Le jugement attaqué (p. 7 et suivantes) contient des précisions détaillées sur les parties des explications des prévenus que la cour a créditées et les raisons pour lesquelles elle l’a fait. L’appréciation est effectuée en tenant compte du principe que les explications fournies par les prévenus constituent aussi bien un moyen de preuve qu’un moyen de défense.
L’approche procédurale pertinente de la cour d’appel en l’espèce lui a permis de parvenir à des conclusions convaincantes et non contradictoires concernant l’objectivité et la suffisance des éléments de preuve, sur la base desquelles elle a conclu à la culpabilité et la responsabilité du prévenu A.D.G. et de ses complices.
Bref, le contrôle effectué par la Cour de cassation n’a pas établi la présence de violations des règles de procédures qui sont prétendues dans le pourvoi et qui puissent compromettre les éléments de fait et de droit pertinents accueillis par l’instance inférieure.
La légalité interne de l’acte judiciaire attaqué, déclarée dans le pourvoi, est sans aucune argumentation.

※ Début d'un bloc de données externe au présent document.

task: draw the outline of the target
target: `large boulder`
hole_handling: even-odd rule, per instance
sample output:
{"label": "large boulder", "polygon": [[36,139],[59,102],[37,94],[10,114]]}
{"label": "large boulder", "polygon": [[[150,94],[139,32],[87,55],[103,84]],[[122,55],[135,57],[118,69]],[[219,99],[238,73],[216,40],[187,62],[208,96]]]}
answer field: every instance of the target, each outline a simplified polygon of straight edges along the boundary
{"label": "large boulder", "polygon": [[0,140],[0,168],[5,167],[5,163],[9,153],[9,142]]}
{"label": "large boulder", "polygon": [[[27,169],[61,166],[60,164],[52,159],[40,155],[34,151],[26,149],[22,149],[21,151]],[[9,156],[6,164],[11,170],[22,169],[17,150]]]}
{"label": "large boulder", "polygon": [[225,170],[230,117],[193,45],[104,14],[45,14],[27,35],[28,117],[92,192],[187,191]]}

Se fondant sur les preuves en l’espèce, l’instance inférieure a fait ses conclusions motivées sur tous les éléments, objectifs et subjectifs, des infractions, au titre de l’article 142, alinéa 2, point 2 du CP et de l’article 142a, alinéa 1 du CP.
Ne sont pas soulevés non plus des arguments spécifiques, tant concernant le moyen de cassation au titre de l’article 348, alinéa 1, point 3 du CPP, que contre l’engagement de la responsabilité civile du prévenu A.D.G., auxquels la formation de juges de cassation doive répondre.
Sur la base de ce qui précède et se fondant sur l’article 354, alinéa 1, point 3 du CPP, la Cour suprême de cassation, première section pénale
ARRÊTE :
MAINTIENT l’arrêt N° 116/22.03.2018 rendu la Cour d’appel de Sofia dans l’affaire pénale de droit commun N° 1315/2017.